Después de una espera que duró dieciséis años Jockey se consagró campeón del Torneo Regional del Litoral tras vencer a Duendes por 37 a 36 en las cuatro hectáreas en el último minuto de juego.

Ya no hubo canciones motivacionales ni conceptos provocativos. Sólo ansias y concentración extrema. En la decisión intrínseca de estas situaciones sobrevive el espíritu más puro de la contienda caballeresca. Aquella que supo laurear a varios estandartes, aunque haya uno más repetido que los demás.

Y por detrás de la incertidumbre la búsqueda, el objetivo más próximo pero también el fin último. En declaraciones de la semana previa alguno de los protagonistas lanzó “si queremos un resultado diferente al de siempre debemos hacer cosas distintas” y fue todo un presagio de lo que vendría.

Hay un grupo que aun transitaba el estadio medio con las alas cortadas y sin poder conseguir ascender al paraíso, que supo masticar el abrasador del sub casi hasta el estallar de los dientes y nunca se entregó a ello. Era menester no quebrarse en la lucha a sabiendas que aunque tarde en llegar el horizonte se mueve.

En ese palpitar el viento se hizo calma para darle lugar al vuelo del tesoro, para quien lo sepa cuidar. No pecar de orgullo, exceso de amor propio, rebeldía a los designios, pérdida de fe, lujuria deportiva, y ser portador de la luz se encumbró en la alquimia perfecta que desactivara el hechizo. Y aquel rincón arrebolado pasará a la historia por siempre como el comienzo del nuevo camino, de la nueva era.

Se deshicieron del fantasma que no les permitía convencer a su mente de poder más que el cuerpo. En el colofón de la lidia todos los presentes contuvieron la respiración. Unos agacharon la cabeza mientras otros alzaban los puños al empíreo. Desatando la pasión y desandando un mar de lágrimas convidaron a propios y extraños a disfrutarlas, pues ya no eran de tristeza y frustración como en el pasado sino de inextinguible alegría.

Para continuar con el protocolo habitual llegó el merecido piletazo. La nota de la tarde no fue esa. Cuando la estrella del equipo campeón salió del agua, una familia verdinegra se acercó a pedir una foto que inmortalice el momento y accedió.
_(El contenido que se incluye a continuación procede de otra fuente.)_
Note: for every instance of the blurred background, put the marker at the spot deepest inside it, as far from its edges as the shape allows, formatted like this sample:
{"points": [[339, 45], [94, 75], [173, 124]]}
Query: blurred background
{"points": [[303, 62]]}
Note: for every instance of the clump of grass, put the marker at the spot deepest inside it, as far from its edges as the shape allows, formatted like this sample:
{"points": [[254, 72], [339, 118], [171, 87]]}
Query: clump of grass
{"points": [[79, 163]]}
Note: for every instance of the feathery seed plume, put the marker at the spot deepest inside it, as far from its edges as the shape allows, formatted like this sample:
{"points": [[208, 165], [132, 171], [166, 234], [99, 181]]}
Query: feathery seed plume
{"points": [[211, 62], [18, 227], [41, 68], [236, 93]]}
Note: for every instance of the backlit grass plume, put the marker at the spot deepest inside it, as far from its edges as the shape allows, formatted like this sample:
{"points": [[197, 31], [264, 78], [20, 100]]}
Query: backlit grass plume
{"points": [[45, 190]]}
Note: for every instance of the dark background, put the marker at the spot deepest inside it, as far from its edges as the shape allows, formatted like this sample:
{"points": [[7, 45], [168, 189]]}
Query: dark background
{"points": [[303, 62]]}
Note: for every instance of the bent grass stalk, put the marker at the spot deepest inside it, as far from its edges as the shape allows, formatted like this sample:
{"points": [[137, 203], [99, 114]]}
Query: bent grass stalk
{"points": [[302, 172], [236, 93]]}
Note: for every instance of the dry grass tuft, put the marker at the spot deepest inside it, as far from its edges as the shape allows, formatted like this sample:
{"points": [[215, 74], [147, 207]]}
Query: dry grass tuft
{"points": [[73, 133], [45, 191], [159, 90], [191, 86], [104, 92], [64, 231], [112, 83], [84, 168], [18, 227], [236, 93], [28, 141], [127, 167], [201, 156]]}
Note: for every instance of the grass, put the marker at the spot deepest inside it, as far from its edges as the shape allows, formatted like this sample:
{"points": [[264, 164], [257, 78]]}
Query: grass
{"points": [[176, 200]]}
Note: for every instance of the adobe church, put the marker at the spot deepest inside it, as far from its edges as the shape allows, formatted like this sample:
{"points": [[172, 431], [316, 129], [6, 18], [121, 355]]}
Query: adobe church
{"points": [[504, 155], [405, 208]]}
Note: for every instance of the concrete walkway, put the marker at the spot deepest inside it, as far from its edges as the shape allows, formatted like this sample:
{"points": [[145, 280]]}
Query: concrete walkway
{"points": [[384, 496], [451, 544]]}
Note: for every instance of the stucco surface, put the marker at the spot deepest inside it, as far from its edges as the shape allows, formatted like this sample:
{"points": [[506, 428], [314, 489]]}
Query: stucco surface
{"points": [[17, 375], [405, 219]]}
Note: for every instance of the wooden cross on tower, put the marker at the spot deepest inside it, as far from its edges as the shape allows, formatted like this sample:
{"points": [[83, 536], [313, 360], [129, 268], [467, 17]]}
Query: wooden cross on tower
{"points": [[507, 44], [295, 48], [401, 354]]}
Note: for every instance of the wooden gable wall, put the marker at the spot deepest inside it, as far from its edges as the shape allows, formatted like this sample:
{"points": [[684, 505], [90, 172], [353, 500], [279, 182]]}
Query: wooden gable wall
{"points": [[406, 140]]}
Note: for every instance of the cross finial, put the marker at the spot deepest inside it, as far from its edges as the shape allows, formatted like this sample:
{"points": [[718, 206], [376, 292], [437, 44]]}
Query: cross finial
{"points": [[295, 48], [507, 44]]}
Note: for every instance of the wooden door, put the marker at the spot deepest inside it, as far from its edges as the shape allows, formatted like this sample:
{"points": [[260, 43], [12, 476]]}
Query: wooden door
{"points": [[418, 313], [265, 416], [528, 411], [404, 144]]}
Mientras destellaban los flashes, el padre de familia se dirige a sus hijos y anuncia “así como nosotros festejamos tantas veces hoy les tocó a ellos. Hay que aguantársela, felicitarlos, y seguir siendo amigos para siempre”. De sólo escribirlo se me eriza la piel. No puede haber enseñanza más pura. Porque cosas desapercibidas como ésa son las que hacen a este deporte sobrevivir.

Que el campeón de este año sea de otro color insufla una renovación de matices al, según mi criterio, el torneo regional más lindo del país. Hay valores, hay lealtad, hay festejos. En definitiva hay rugby.